The testing process does not magically stop after deploying an artifact. We’ve only just begun. It is impossible to check everything in a sandboxed environment. From a certain perspective it seems like the whole run time is the testing process. How is it possible to check the correctness without tests? Right — by running the thing. We do the same in production — just on a bigger scale and with bigger risks.
Testing in a controlled environment is trivial. After all — we see the result. If tests are in place we see it as a report or an output in an IDE. If not — we can analyze the output like a UI or a text. We don’t see things in production. Imagine the application as a pure function. A user supplies inputs (files, text, clicks, swipes) and consumes outputs (different files, UI, UX). The code is in between, it owns neither inputs nor outputs. What do we do? Introduce side-effects in a form of monitoring.
Analytics
Business values usually are covered with analytics events. Otherwise, it is tricky to identify good and not so good spots in business-related flows. Technical metrics are important as well! There is a small trick though — it is undesirable to mix business and technical analytics in the same pool. Most of the time product-related people do not care about technical details.
There are great tools on the market doing what we need — like Fabric Answers and Google Analytics for Firebase. Both provide dedicated analytics storage for tech-specific needs. What do we put there?
- Memory usage. On mobile it makes sense to track consumed heap percentage instead of absolute values since it might change from device to device. Spikes might help find unknown memory leaks.
- Threads count. Absolute values are fine since it shouldn’t change from device to device. Spikes might help find unusual resources utilization.
- Deserialization and network errors rate, external component versions (like Google Play Services), supported ABIs — everything useful goes there as well.
Such characteristics help to see a bigger picture and make argumented decisions.
Logging
For reasons unknown a lot of developers neglect logs. Do they match a category of archaic tech? No idea. Well-structured logs are far more powerful than analytics. The key to power is changing the logging mindset. Think about logs not as a wall of text (OH HAI Android Logs) but as a database.
Let’s imagine that we got a nasty crash. Having a stacktrace is helpful
but in non-obvious situations it is not trivial
to understand what went wrong. It is great to have logs in this scenario.
Having them as a plain text is not so great. What do we do if we want
to take a range from one date to another? Or take a look at all HTTP requests
made from a device this month? Or analyze how often we get 500
HTTP errors
from a specific endpoint?
Enter the ELK (Elastic) Stack. Extremely popular in the backend world it is not so well-known in the mobile one. I’m gonna skip the general introduction — there is literally an infinity of guides.

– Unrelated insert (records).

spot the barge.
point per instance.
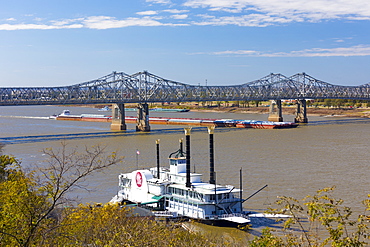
(66, 115)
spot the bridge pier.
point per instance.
(118, 117)
(142, 123)
(301, 112)
(275, 112)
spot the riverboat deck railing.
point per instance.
(224, 216)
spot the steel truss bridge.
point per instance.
(144, 87)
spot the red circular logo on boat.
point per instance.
(139, 179)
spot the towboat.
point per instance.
(175, 191)
(105, 108)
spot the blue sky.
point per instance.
(223, 42)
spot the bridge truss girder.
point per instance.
(144, 87)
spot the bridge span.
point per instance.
(142, 88)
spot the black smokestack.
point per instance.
(211, 156)
(187, 135)
(157, 144)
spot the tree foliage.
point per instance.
(28, 201)
(35, 210)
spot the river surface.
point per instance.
(296, 162)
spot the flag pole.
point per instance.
(137, 159)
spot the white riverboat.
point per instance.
(177, 192)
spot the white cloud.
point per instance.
(253, 20)
(175, 11)
(106, 22)
(149, 12)
(179, 17)
(159, 1)
(313, 10)
(244, 13)
(9, 27)
(359, 50)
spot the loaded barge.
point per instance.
(256, 124)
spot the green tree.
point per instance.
(29, 201)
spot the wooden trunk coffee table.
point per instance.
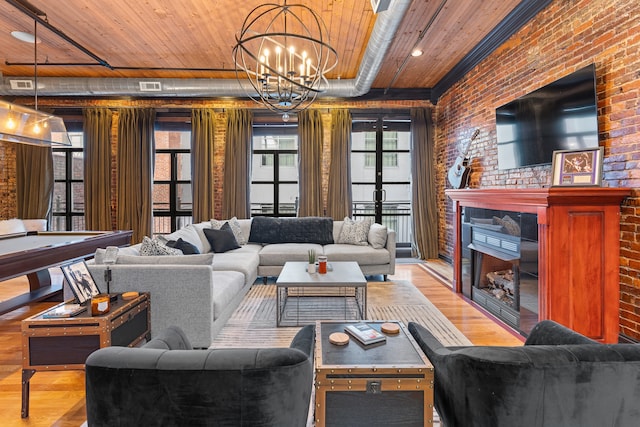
(384, 384)
(303, 297)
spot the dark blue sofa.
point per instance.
(166, 383)
(559, 378)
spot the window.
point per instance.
(172, 195)
(274, 171)
(68, 187)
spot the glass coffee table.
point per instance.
(303, 298)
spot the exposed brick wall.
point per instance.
(561, 39)
(8, 184)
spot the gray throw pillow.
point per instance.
(156, 247)
(355, 232)
(221, 240)
(186, 247)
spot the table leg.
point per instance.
(26, 376)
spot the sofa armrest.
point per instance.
(305, 340)
(391, 247)
(176, 292)
(548, 332)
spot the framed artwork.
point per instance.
(577, 167)
(80, 281)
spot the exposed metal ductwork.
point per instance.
(382, 35)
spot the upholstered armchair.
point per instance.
(166, 383)
(558, 378)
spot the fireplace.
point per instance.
(500, 261)
(577, 268)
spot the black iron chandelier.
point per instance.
(284, 52)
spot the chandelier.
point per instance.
(284, 52)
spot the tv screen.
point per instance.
(560, 116)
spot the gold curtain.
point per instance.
(202, 163)
(339, 198)
(34, 181)
(423, 188)
(310, 163)
(136, 148)
(97, 168)
(237, 164)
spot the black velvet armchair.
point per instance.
(558, 378)
(166, 383)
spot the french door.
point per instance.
(381, 172)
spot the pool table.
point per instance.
(33, 253)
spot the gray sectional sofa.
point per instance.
(198, 293)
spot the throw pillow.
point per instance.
(221, 240)
(377, 236)
(355, 232)
(186, 247)
(235, 227)
(155, 247)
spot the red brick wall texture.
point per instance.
(566, 36)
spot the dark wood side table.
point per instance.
(65, 343)
(379, 385)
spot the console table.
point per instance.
(578, 253)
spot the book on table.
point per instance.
(365, 333)
(64, 310)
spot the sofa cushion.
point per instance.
(200, 259)
(377, 236)
(283, 252)
(186, 247)
(188, 234)
(355, 232)
(226, 286)
(221, 240)
(291, 230)
(363, 255)
(156, 247)
(10, 226)
(235, 227)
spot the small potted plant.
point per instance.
(311, 267)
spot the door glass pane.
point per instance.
(77, 197)
(262, 167)
(77, 165)
(184, 166)
(183, 197)
(261, 198)
(161, 197)
(363, 167)
(162, 169)
(396, 167)
(59, 165)
(288, 199)
(288, 166)
(59, 198)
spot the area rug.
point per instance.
(253, 324)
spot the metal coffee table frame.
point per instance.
(294, 283)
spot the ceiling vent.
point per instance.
(21, 84)
(150, 86)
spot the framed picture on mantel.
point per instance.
(577, 167)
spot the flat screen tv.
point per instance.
(560, 116)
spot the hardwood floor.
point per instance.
(57, 397)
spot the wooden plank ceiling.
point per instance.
(194, 38)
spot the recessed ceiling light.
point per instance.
(25, 37)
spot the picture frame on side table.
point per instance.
(80, 281)
(577, 167)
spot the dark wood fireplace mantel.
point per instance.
(578, 255)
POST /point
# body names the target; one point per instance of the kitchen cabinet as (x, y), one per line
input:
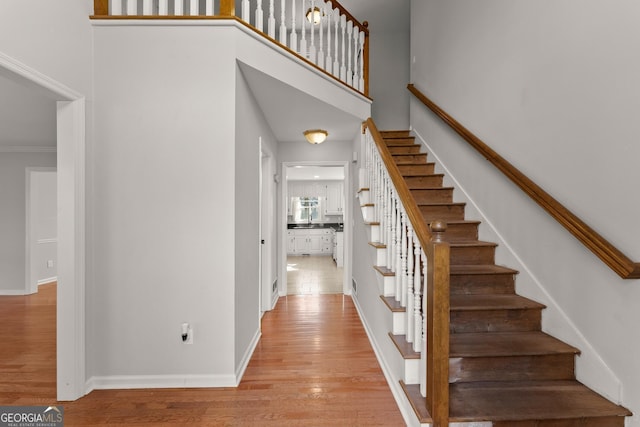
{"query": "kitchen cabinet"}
(309, 241)
(335, 196)
(338, 248)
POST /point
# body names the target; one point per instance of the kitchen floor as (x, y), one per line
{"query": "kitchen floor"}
(313, 275)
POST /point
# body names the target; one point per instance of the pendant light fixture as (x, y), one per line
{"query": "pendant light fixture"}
(315, 136)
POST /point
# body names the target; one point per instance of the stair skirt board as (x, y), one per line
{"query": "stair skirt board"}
(591, 369)
(396, 390)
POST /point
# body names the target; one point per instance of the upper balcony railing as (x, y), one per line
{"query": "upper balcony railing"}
(321, 32)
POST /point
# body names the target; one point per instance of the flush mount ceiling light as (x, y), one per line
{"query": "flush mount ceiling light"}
(315, 136)
(314, 15)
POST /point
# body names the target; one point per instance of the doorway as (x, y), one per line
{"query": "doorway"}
(315, 212)
(70, 148)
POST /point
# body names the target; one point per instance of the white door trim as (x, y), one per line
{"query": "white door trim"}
(71, 375)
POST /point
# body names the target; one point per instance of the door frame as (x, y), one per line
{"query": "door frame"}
(70, 147)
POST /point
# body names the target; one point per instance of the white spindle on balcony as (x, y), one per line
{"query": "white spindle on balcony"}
(328, 12)
(282, 37)
(293, 42)
(163, 7)
(178, 7)
(303, 37)
(349, 76)
(132, 7)
(271, 22)
(259, 17)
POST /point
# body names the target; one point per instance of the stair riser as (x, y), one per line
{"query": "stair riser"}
(472, 255)
(442, 212)
(495, 320)
(404, 149)
(426, 169)
(478, 284)
(570, 422)
(459, 232)
(400, 140)
(433, 195)
(416, 182)
(513, 368)
(412, 159)
(395, 133)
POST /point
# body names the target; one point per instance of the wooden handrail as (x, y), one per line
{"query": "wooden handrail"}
(436, 288)
(610, 255)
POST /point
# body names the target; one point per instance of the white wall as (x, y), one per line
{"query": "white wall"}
(554, 90)
(251, 129)
(44, 223)
(164, 201)
(13, 216)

The idea from the client perspective is simple. Instead of logging plain text we are gonna log… JSON!
/v1/books returned 500
becomes
{
"application_version": "1.0.2",
"os_version": "7.1.1",
"thread": "main",
"http_path": "/v1/books",
"http_request_id": "87814f00-e3a4-41a6-ba21-174f2476bc75",
"http_request_duration": 42,
"http_response_code": 500
}
An enumeration of such elements is put into a file, files get batch-processed and sent to the backend where they are processed by the ELK stack. Then, using Kibana as a frontend and Lucene as a query language we can make all sorts of analysis.
-
Responses to
/v1/books
returned500
across all users.http_path:"/v1/books" AND http_response_code:500
-
Requests to
/v1/books
made from the main thread.http_path:"/v1/books" AND thread:"main"
-
Requests to
/v1/books
which took from 3 to 5 seconds.http_path:"/v1/books" AND http_request_duration:[3 to 5]
Those are basic examples, the possibilities are almost endless. Even better — it is possible to make custom graphs using Kibana or even create monitoring dashboards with Grafana.
This kind of approach to the logging process can save a lot of time spent on investigation and analysis. Not gonna lie — it feels great to use such powerful instruments.
Feature Flags, Alerts, Non-Fatals…
There are a lot of practices for managing production environments. The idea should stay the same — there is no end to testing. Like it or not — things will go south. It is always better to have tools to understand why did it happen.